Он почти ежедневно рвал письма М. К., ежедневно бросал утром безмолвную от нее трубку телефона и висел на зеленом шнурке этой машины к вечеру, по воле кривого сигнала композиторши. Они встречались, согласно обычаев и нравов этой женщины, или на улице или в кафе и нейтральность почвы, в связи со столь раздражавшим Болтарзина дребезжаньем возрожденной мостовой, доставляла писателю все больше неприятностей. Старая, парижская задушевность, на которую Флавием Николаевичем возлагались, однако, довольно тихие и мягкие надежды, тем не менее, не появлялись на свет истинный и нашему знакомому это обстоятельство казалось огорчительным.
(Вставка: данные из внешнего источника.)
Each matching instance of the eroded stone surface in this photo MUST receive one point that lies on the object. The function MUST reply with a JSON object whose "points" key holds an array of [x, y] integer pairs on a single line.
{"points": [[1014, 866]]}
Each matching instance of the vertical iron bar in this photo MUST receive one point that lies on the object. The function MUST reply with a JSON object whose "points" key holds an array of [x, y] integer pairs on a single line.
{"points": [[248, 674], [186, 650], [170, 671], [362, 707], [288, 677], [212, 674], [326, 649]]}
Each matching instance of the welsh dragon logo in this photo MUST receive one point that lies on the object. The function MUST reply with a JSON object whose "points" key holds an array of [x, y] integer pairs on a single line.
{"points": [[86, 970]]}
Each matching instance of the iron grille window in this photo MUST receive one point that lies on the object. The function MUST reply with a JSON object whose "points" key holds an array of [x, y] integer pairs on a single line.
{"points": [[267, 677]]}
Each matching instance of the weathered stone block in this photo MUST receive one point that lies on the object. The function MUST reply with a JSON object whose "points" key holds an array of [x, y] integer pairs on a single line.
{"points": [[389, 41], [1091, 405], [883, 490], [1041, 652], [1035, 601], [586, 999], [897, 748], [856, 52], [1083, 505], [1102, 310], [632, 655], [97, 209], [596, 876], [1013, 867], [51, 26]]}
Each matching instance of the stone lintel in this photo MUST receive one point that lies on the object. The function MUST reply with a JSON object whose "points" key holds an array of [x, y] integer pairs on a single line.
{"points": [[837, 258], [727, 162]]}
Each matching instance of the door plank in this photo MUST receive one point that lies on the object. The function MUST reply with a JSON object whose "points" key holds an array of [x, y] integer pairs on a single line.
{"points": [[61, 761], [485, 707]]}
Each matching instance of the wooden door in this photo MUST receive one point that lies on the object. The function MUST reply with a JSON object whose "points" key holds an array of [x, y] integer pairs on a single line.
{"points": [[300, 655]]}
Огорчительность имела свойство обнаруживаться при прощании и разлетаться при встречах, о которой он, идя в указанное место, твердо решал сделать ее последней, однако же, помянутая огорчительность принадлежа к числу прямокрылых, именуемых в точной науке мухами (musca) и привыкла возвращаться на покинутое место. Так что с досвиданием у Болтарзина оказывалось не только новое огорчение, но и все бывшие. Эта прибыль, по свойственной человеческому роду вообще и мужской его разновидности в частности (читательницы, читательницы мои, внимание, глубокоуважаемые) неблагодарности ничуть не ценилась кавалером Корневой, а, напротив, привела его к очень нехорошему поступку. Хотя, – кто поставил нас судьями над чужими поступками? По каким уложеньям должны мы выносить наши приговоры над потемками чужой мысли и закон, признаваемый сегодня самим действующим, не станет ли для него сомнительным изречением мировой глупости через два месяца? Как видите, я щедр на время и никто, в сущности, не имеет права меня упрекать.

Но Флавий Николаевич огорчался совсем не так рассуждением о бренности осудительных критериев: возраст, в который он вступал, ласково понуждал своего обладателя к подведению итогов целому периоду деятельности и стихометрист чувствовал себя обокраденным – так полагается это ощущать всякой сознательной и осознанной личности. В сущности, он ничего не приобрел, все его поступки были бескорыстны, то есть совершались им для собственного удовольствия, жаловаться было положительно не на кого, требовать возмещения не откуда, приход равнялся расходу, а прибыль нулю.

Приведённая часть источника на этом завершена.